System with 100% Accuracy Over 55 Years: "Bear Market Has Started"

tkp · October 15, 2015, 8:33pm

The fact is that on P123 as of 2015-10-10 out of 167 R2Gs with at least 360 days since launch only 5 R2Gs OOS outperform their IS performance, 4 out of 5 R2Gs outperforming are FREE.

InspectorSector · October 15, 2015, 9:29pm

What does that tell you Konstantin?

geov · October 16, 2015, 1:27am

Hi everybody,

These discussions are getting us nowhere. There is one group of stocks in the S&P500 which show an annualized return of 20% from 2000 to now. They are the BESTOGA stocks, short for Beer, Spirits, Tobacco and Gambling. The recent takeover bid from Anheuser-Bush for SAB-Miller with a 40% premium for SAB-Millers shares is an example why this group is exiting. TAP gained 10% on Tuesday 10-13-15.

Steve has a model for them, but no subscribers. I have the BESTOGA3 on my website. I can assure you everybody is exited. Here is the link to the model description. http://imarketsignals.com/2015/trading-the-beer-spirits-tobacco-gambling-stocks-of-the-sp500-with-the-im-bestoga-3-system/

Even better is Combo3b. This combines 2 of my ETF models with BESTOGA3. Have a look at the combo description.
http://imarketsignals.com/2015/im-combo3b-a-model-combining-the-bestspy-sh-best1sector-spdr-and-bestoga3/

But BESTOGA3 cannot be a R2G model because it only holds 3 stocks. The universe currently has only 7 stocks. You can consistently buy all the BESTOGA stocks of the S&P500, rebalance to equal weight every 3 months, and based on past performance you should get a good return.

BTW, if you think that these stocks are socially unacceptable, then think again. TIAA-CREF, the retirement financial service organization for teachers, has all the BESTOGA stocks in their $110B stock account.

InspectorSector · October 16, 2015, 1:58am

The R2G model that Geov mentioned is here: https://www.portfolio123.com/app/r2g/summary/1375598

This model holds stocks for the long term and applies similar buy/sell rules as my other Tax Smart models. Annual yield is currently 3.8%. And with the long hold time you can earn income by writing calls against the positions if you are into that. All five holdings have options.

Steve

DennyHalwes · October 16, 2015, 3:12am

Konstantin,

I guess it depends on your criteria. The S&P500 is up 7.5% over the last year during a hard year for the market. In fact, today’s close is no higher than the close on 11/07/2014. Of the 167 R2G Ports with 1 year OOS, there are 89 Ports with an OOS return > 7.5%. So if you are trying to beat the S&P500 there are 89 (over half) to choose from.
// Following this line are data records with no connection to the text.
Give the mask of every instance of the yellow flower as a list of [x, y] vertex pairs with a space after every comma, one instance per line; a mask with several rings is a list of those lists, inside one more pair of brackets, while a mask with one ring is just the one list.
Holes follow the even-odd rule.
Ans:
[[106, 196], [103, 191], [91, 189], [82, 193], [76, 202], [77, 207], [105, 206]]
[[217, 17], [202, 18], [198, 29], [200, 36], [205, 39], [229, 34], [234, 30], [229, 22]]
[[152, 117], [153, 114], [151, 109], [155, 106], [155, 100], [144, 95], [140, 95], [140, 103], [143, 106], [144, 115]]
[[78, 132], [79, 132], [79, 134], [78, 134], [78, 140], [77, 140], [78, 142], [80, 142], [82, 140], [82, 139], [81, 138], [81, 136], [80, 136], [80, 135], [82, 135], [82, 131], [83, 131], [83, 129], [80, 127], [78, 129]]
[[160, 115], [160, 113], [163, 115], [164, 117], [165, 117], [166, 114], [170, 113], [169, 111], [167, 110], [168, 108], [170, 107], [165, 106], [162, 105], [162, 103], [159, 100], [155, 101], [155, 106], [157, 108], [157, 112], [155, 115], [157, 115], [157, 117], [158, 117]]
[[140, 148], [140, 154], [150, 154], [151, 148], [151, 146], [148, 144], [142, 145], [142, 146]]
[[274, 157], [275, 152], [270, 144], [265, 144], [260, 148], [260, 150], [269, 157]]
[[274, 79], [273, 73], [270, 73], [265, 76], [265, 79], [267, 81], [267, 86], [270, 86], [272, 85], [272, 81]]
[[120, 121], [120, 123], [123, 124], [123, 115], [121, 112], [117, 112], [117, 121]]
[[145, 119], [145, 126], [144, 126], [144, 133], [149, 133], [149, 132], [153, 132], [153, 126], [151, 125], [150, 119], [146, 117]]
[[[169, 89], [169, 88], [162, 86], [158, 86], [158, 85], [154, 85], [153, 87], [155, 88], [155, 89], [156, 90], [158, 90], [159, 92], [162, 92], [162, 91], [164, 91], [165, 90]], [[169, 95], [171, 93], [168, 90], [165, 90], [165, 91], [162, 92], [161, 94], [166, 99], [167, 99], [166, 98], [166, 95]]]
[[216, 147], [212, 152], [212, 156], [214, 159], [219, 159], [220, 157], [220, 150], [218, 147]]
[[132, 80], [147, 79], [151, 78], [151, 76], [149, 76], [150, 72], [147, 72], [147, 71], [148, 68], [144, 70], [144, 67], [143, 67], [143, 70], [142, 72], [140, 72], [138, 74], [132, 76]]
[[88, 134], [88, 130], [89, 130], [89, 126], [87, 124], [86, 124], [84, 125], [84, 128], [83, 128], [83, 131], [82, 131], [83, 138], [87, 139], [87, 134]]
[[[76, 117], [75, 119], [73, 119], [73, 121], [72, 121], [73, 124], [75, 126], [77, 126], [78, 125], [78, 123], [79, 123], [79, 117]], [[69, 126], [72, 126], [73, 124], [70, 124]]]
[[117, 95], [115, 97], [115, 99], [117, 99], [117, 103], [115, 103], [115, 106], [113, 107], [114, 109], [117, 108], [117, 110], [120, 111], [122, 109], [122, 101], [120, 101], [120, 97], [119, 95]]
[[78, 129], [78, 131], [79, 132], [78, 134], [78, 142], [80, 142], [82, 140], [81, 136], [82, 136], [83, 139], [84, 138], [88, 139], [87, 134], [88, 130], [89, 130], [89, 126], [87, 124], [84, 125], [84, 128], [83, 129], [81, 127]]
It is not wise (or fair) to just state that a Port’s OOS underperforms it’s in sample performance. To make a valid comparison we need to look for similar market performance in the in sample data. If the Port underperformed during other periods when the market was flat or down, then it could just as easily be concluded that the OOS performance is similar to the in sample performance.
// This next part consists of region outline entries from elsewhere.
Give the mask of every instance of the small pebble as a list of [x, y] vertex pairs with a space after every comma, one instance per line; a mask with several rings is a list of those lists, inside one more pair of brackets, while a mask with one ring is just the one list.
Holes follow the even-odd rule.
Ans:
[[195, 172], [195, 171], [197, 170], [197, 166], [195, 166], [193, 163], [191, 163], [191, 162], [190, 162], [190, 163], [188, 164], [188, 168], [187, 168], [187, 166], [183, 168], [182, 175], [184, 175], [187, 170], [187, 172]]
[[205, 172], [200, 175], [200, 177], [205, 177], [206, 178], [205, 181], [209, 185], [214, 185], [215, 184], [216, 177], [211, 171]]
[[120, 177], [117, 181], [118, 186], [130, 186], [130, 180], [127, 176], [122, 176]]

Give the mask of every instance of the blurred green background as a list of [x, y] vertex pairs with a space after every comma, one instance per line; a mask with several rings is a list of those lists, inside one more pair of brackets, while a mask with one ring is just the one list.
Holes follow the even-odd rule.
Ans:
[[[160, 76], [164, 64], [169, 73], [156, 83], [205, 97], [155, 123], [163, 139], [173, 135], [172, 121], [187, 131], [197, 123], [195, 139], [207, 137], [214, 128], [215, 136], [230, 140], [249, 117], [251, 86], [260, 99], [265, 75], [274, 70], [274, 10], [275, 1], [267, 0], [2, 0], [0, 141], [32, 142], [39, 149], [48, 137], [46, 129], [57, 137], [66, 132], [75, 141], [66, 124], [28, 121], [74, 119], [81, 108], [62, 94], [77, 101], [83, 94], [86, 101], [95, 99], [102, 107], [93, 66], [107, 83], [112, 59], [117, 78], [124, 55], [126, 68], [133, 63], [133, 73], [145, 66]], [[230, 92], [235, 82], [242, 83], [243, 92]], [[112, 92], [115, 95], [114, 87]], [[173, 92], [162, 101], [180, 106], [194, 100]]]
My favorite Ports are those that use both Value & Momentum to find stocks. I find that they significantly outperform my baselines during periods that the market is doing well. However, due to the momentum of those stocks, when the market falters, they are the first to underperform the market. That is also what they have done over the last year + since the oil price started falling last July. So when one of my Ports underperforms the market during these periods it is doing what it has done before, and I don’t worry about it. The small underperformance during these times pales in comparison to the performance when he market is rising.

judgetrade · October 16, 2015, 5:50am

Hi,

I think so too, value and small cap momentum had two hard years. Only big cap momentum had
a good run. A lot of r2gs are in this area.
I think it will come back someday.
Though micro caps worked fine the last two years (not in my r2gs due to limitations, but tradable,
traded them sucessfully for 2 Years with a 300k account).
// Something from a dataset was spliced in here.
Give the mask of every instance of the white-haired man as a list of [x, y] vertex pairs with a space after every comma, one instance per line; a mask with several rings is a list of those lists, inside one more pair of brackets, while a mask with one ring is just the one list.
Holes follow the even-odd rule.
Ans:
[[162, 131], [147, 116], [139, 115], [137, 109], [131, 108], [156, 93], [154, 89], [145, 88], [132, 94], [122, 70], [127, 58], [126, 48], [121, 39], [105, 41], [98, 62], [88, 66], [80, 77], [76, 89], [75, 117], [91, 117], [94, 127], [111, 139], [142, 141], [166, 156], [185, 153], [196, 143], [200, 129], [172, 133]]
From what I see from my personal trading, value and momentum in small caps is comming back
very hard right now, hope this is not a dead cat bounce…

I believe we expect too much from our modells.
I think the way to be successfull in the markets is to grind it out, 20% or more mdds and
phases of underperformance of a style might be just normal…

At least I work on that part much more right now, then to get better modells…

I had a DD of 20% this summer, I am back to -9% within the last 3 Weeks, and I Keep telling myself,
that since 1999 my Modell (a book of 5 5 Stock modells, value, momentum earnings momentum) never
had a Phase where it made less then 180% in a 3 year time Frame and a beeing mostly up over 350% in a three
year time Frame.

Also the DDs come usually after a huge run up (also 2008, it was up 20% then down 40%, this is bearable for me!), so I Need to get trough this dd and be fine in the future…

I came to the conclusion to simply grind it out. I had a my big cap momentum model since 2002, ist not
perfect, but If I would have traded it, I would have been better of then searching for the wholy grail…

Regards Andreas

geov · October 16, 2015, 1:16pm

Steve, you forgot to mention that your “Vice” model is up 17.4% YTD with hardly any trading. BTW, the BESTOGA3 gained 33% YTD with 4 sell and 4 buy trades in 2015. So it is not about trading. You have to have a good universe to select stocks from.

sgmd01 · October 16, 2015, 1:54pm

Denny and Andreas, Thanks for the reminder on keeping a long term perspective. It is easy to lose sight of with the proliferation of instant media.

Steve, I agree that some on this board have expected performance standards that are unrealistically high. These standards usually drop with more experience as Mr. Market is a formidable opponent. Also, nice work on your R2G port.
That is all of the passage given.